Understanding Kubernetes CPU Requests vs Limits: The Secrets of Overselling

1. Container Cloud Technology Stack

Kubernetes (K8s) is the dominant container orchestration platform, supporting Docker and other engines. The stack relies on Linux kernel features such as cgroups, namespaces, and rootfs, with cgroups handling CPU resource limits.

2. Container CPU Resource Control

2.1 CPU Bandwidth Limiting

CPU limits are enforced via the cpu cgroup using cpu.cfs_period_us (time period) and cpu.cfs_quota_us (allowed CPU time). Example for limiting a process to two cores:

# cd /sys/fs/cgroup/cpu,cpuacct
# mkdir test
# cd test
# echo 100000 > cpu.cfs_period_us   // 100 ms
# echo 200000 > cpu.cfs_quota_us    // 200 ms
# echo $pid > cgroup.procs

This configuration allows 200 ms of CPU time every 100 ms, effectively capping usage at two cores. The kernel scheduler uses a periodic timer ( period_timer) to refill the runtime quota:

sched_cfs_period_timer
  -> do_sched_cfs_period_timer
    -> __refill_cfs_bandwidth_runtime

The refill function sets cfs_b->runtime = cfs_b->quota, granting the configured CPU time for the next period.

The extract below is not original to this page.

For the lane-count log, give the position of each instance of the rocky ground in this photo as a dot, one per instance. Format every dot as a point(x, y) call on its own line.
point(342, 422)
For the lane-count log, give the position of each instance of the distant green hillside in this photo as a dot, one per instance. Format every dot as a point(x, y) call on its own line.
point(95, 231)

When a task group exhausts its runtime, the scheduler invokes throttle_cfs_rq, removing the task group from the run queue until more time is allocated.

2.2 CPU Weight Allocation

Beyond bandwidth limiting, the kernel can allocate CPU proportionally using weights. In cgroup v1 this is set via cpu.shares, and in cgroup v2 via cpu.weight or cpu.weight.nice. The weight is stored in the task group's scheduling entity:

struct task_group {
    ...
    unsigned long shares;
};

struct sched_entity {
    struct load_weight load;
    ...
};

struct load_weight {
    unsigned long weight;
};

The fair scheduler scales each entity's virtual runtime ( vruntime) by its weight:

vruntime = (actual_runtime * ((NICE_0_LOAD * 2^32) / weight)) >> 32

Higher weight yields smaller vruntime, granting more CPU time. Example: on an 8‑core machine with total weight 8192, a container with weight 512 receives 0.5 core, weight 1024 receives 1 core, and weight 2048 receives 2 cores.

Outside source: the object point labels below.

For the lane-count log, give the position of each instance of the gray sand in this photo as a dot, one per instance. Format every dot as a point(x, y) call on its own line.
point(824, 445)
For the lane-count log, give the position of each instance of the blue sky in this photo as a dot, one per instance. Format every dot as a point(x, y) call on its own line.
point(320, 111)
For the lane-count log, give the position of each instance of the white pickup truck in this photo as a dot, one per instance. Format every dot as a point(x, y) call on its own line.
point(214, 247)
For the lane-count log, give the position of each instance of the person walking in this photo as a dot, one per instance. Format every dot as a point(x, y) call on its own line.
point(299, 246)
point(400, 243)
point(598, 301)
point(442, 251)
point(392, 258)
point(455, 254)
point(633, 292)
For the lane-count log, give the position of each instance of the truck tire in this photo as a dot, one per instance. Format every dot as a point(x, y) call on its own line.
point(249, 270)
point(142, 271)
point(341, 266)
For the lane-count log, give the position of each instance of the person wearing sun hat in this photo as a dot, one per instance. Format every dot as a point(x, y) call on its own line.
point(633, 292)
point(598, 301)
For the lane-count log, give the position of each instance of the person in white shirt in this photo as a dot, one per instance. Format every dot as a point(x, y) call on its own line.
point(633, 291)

3. Requests and Limits Semantics in Kubernetes

A typical pod spec defines resources as follows:

apiVersion: v1
kind: Pod
metadata:
  name: cpu-demo
  namespace: cpu-example
spec:
  containers:
  - name: cpu-demo-ctr
    image: vish/stress
    resources:
      limits:
        cpu: "1"
      requests:
        cpu: "0.5"

Limits translate to cgroup period + quota, setting an upper bound on CPU time. Kubernetes does not enforce that the sum of all containers' limits on a node stays within the node’s core count, allowing overselling.

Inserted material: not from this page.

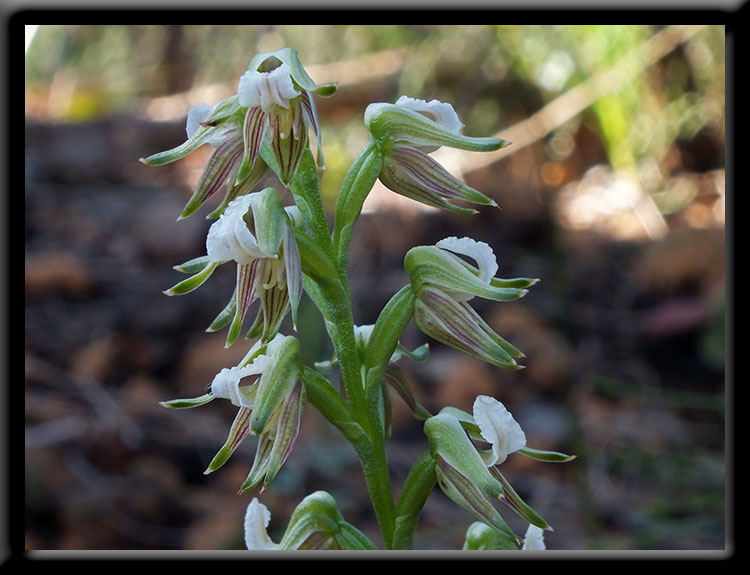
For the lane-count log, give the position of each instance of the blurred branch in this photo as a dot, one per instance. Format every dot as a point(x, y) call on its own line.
point(574, 101)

Requests are implemented via cgroup weight, guaranteeing a minimum share of CPU. In cgroup v1 each requested core maps to a weight of 1024; in cgroup v2 each core maps to roughly 39. The scheduler ensures the sum of all requests on a node does not exceed the total logical cores.

Thus a container’s usable CPU range is [requests, limits]. For example, on an 8‑core node with four identical containers each requesting 2 cores (weight 2048) and limiting to 3 cores (quota 300 ms per 100 ms), the total requests equal 8 cores while total limits equal 12 cores, achieving a 1.5× oversell.

4. Summary

1) Kubernetes uses both limits (hard cap) and requests (guaranteed weight) to efficiently allocate CPU resources and enable overselling.

2) When a pod requests an 8‑core container, the “8 cores” refers to the limits.cpu value; the actual execution may run on any physical core.

3) As an SRE configuring oversell, ensure the sum of requests on a node does not exceed its core count, and set limits to a multiple (e.g., 1.5×) of requests to achieve the desired oversell ratio.

apiVersion: v1
kind: Pod
metadata:
  name: cpu-demo
  namespace: cpu-example
spec:
  containers:
  - name: cpu-demo-ctr
    image: vish/stress
    resources:
      limits:
        cpu: "12"
      requests:
        cpu: "8"

This pod appears as a 12‑core container to users while internally it is oversold at a 1.5× factor.